131 Watching God’s Receding Figure
1 Watching Your receding figure, my heart is filled with emotion. All those wondrous times with Your accompaniment flit before my eyes. You were with us day and night, expressing the truth and providing for us, planting the truth and the life in the fields of our hearts. Many times, we were hardened and rebellious, and You sternly judged, flogged, and disciplined us; only then, in return, did we repent and change. Many times, when we failed and fell, You used words to comfort and inspire us, giving us the strength and faith to stand up again. You were with us through trials and times of adversity, watching over us at every moment. Your words guided us to stand testimony. You worked Your heart out for us, doing Your best to speak utterances for us. Your words were warm and compelling, and Your love supremely considerate. So much about You is lovable, and we cannot bear for You to go. Your love, Your presence—they haunt my heart, and are so hard to forget.

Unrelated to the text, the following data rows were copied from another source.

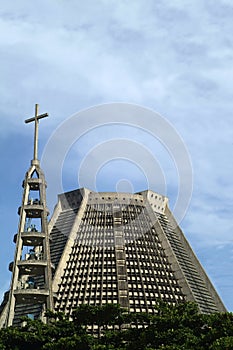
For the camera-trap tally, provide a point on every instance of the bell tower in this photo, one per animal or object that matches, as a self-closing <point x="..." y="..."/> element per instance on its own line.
<point x="31" y="283"/>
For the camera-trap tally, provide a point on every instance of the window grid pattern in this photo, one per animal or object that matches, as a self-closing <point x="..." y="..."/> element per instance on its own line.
<point x="91" y="275"/>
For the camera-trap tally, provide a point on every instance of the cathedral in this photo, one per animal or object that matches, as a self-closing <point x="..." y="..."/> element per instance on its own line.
<point x="99" y="248"/>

2 Watching Your receding figure, my heart is filled with remorse. I never cherished the time spent with You. You raised me up to perform my duty, yet I sought status and reputation. Verbally, I said I loved You and was faithful to You, but deep down I thought only of my prospects and fate. I have never given You my sincerity; I have repaid You with mere perfunctory behavior and deceit. Greedy for the comforts of the flesh, I have missed so many chances to be made perfect. And now, You are about to leave, and I am stricken with grief and anxiety. I hate myself for being so numb, and for awakening too late. I resolve to seek the truth and make up for my past indebtedness. I shall cherish what time remains, and finally pledge my loyalty. Even if the path ahead is tumultuous and thick with thorns, I shall embrace these travails, following You with neither complaint nor regret. Loyally, I shall perform my duty, loving You and testifying to You. I shall give my heart over to You, in an offering of my pure love.